The table from which you load data incrementally must have an identity column. For example, RecordID. That column contains unique numbers that are generated automatically when new records are inserted into a table.
For example, you can create an export table (CA_FactCoffeeAdventure_export) with this structure:
RecordID | ID | Calendar | Adventurer | Coffee | Measure | Value | ModifyDate | ToDelete | InsertDate |
---|---|---|---|---|---|---|---|---|---|
1 | 20210101 101 101 Quantity | 20210101 | 101 | 101 | Quantity | 1 | 01 02 2021 22:53 | 0 | 16 02 2021 17:47 |
2 | 20210102 101 102 Quantity | 20210102 | 101 | 102 | Quantity | 2 | 01 02 2021 22:53 | 0 | 16 02 2021 17:47 |
3 | 20210101 102 103 Quantity | 20210101 | 102 | 103 | Quantity | 2 | 01 02 2021 22:53 | 0 | 16 02 2021 17:47 |
4 | 20210103 102 104 Quantity | 20210103 | 102 | 104 | Quantity | 3 | 01 02 2021 22:53 | 0 | 16 02 2021 17:47 |
5 | 20210102 103 105 Quantity | 20210102 | 103 | 104 | Quantity | 5 | 01 02 2021 22:53 | 0 | 16 02 2021 17:47 |
6 | 20210103 103 300 Quantity | 20210103 | 103 | 300 | Quantity | 3 | 01 02 2021 22:53 | 0 | 16 02 2021 17:47 |
To take all records with a modified date that is later than the last export time stamp and to insert those records into export tables, you can write this procedure, for example:
CREATE PROCEDURE [dbo].[pr_CA_FactCoffeeAdventure_export]
AS
BEGIN
SET NOCOUNT ON;
-- Define last export date and time of the start of the procedure
DECLARE @PreviousExportDate datetime
DECLARE @CurrentExportDate datetime
SET @PreviousExportDate = COALESCE((SELECT MAX([ExportDate]) FROM [dbo].[table_exports_timestemps] WHERE [TableName] = 'CA_FactCoffeeAdventure'),'01/01/1900')

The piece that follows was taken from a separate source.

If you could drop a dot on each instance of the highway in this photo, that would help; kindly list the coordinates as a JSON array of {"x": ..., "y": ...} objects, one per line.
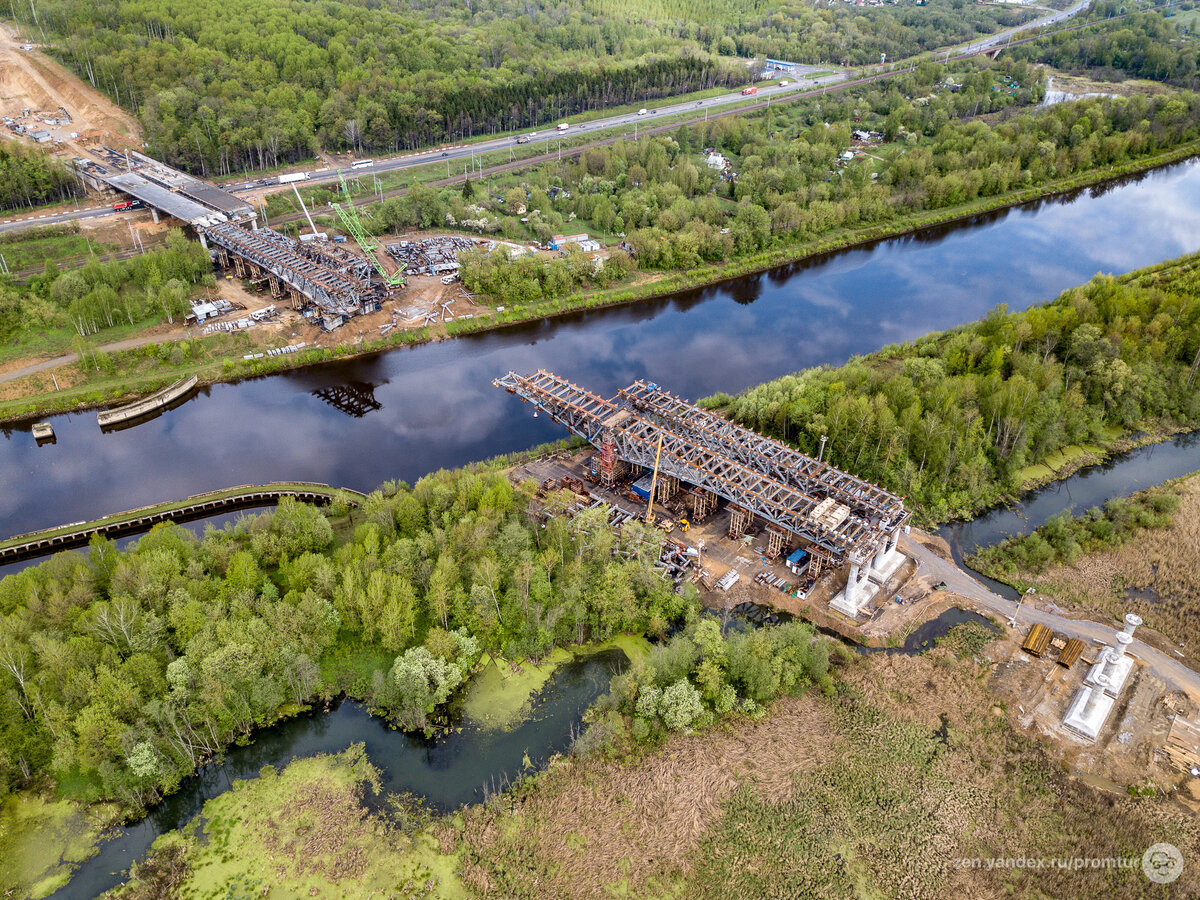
[{"x": 804, "y": 82}]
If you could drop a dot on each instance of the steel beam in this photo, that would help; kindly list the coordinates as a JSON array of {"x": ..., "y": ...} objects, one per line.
[{"x": 695, "y": 459}]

SET @CurrentExportDate = GETDATE();
-- Inserting data modified since the last insert.
BEGIN
INSERT INTO [dbo].[CA_FactCoffeeAdventure_export]
(ID
,[Calendar]
,[Adventurer]
,[Coffee]
,[Measure]
,[Value]
,[ModifyDate]
,[ToDelete]
)
SELECT CONVERT(varchar(8),Calendar) + '_' + CONVERT(varchar(8),Adventurer) + '_' + CONVERT(varchar(8),Coffee) + '_' + Measure
,[Calendar]
,[Adventurer]
,[Coffee]
,[Measure]
,[Value]
,[ModifyDate]
,[ToDelete]
FROM [dbo].[CA_FactCoffeeAdventure]
WHERE [ModifyDate] > @PreviousExportDate
AND [ModifyDate] <= @CurrentExportDate
END
-- Logging the current export
BEGIN
INSERT INTO [dbo].[table_exports_timestemps]
([TableName]
,[ExportDate])
VALUES
('CA_FactCoffeeAdventure'
,@CurrentExportDate)
END
END
GO
See Knowledge Base Article 2235440 on the Infor Support Portal. The article contains files that support this example. That is, the entire script to create tables and procedures and an Excel sheet with the data set on which the example is based.